Lets assume that each user takes up 1K, or at least that much when all the overhead of there record is included.
my $never_logged_in = 3_833;
my $logged_in_no_nodes = 9_668;
my $aka_bad_users = $never_logged_in + $logged_in_no_nodes;
my $disk_bytes = 1_024 * $aka_bad_users;
print "Extra records to wade through = $aka_bad_users\n";
print "Wasted disk space = $disk_bytes\n";
It appears to be around 13MB of space wasted by having "bad users" on file, I don't find that number large enough to introduce any headaches at this time, but I think it does deserve some thought on how to deal with these records in the future. Even if the removal was done for just the space considerations on the HD I don't think it would generate any great savings.
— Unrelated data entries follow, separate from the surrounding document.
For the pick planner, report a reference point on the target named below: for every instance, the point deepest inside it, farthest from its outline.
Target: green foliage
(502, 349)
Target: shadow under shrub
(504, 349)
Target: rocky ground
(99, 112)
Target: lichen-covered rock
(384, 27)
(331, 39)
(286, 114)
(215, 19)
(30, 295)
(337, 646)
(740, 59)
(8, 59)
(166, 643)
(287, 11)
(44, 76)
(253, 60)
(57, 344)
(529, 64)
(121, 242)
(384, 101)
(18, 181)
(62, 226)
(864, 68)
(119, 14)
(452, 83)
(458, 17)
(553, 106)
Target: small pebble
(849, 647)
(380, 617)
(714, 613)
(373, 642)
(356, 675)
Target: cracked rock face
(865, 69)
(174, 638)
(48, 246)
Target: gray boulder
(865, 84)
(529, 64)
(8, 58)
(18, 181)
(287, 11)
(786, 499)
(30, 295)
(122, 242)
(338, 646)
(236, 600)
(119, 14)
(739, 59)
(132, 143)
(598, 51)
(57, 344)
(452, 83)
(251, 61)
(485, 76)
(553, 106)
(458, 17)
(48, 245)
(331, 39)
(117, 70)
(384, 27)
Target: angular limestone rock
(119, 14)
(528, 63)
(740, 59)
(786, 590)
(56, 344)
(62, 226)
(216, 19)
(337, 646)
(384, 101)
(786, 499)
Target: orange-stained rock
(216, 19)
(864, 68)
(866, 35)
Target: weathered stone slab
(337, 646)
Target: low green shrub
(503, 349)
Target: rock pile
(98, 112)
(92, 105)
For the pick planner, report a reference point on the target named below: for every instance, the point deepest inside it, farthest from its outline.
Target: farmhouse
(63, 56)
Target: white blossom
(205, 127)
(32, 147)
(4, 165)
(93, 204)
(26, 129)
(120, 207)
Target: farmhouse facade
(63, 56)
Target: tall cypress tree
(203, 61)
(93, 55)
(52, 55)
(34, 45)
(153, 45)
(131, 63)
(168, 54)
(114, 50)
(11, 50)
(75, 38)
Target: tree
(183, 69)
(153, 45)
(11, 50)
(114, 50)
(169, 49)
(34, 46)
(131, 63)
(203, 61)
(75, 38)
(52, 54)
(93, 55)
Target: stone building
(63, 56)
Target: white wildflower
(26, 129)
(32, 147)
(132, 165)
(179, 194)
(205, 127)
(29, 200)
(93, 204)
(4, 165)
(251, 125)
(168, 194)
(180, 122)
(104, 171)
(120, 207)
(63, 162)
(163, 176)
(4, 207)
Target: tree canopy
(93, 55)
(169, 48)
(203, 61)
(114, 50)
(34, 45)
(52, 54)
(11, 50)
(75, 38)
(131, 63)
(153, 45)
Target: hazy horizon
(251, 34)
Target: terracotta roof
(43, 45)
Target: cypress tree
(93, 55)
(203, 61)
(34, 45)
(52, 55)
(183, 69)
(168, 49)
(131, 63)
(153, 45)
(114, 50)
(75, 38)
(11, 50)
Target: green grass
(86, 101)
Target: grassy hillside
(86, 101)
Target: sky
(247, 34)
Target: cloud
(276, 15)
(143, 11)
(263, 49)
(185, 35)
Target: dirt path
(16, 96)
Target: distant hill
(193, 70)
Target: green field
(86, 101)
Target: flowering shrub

There is also the option of using some form of compressed table format if we don't already, this would make all of the records more space efficent. One future plan might be to just add a column to the user table such as 'is_active' as a key so that searches could be done using it in the where critera where only "active" users are important to the results. A user could be considered inactive until the first login and then be switched active. Inactivity could be triggered by no login for over X months.
I have only dug around slightly in the Everything engine and I think removing node association may be a risky if not deadly exercise.
A properly indexed database table can side step the performance impact of numerous "extra" entries in a database.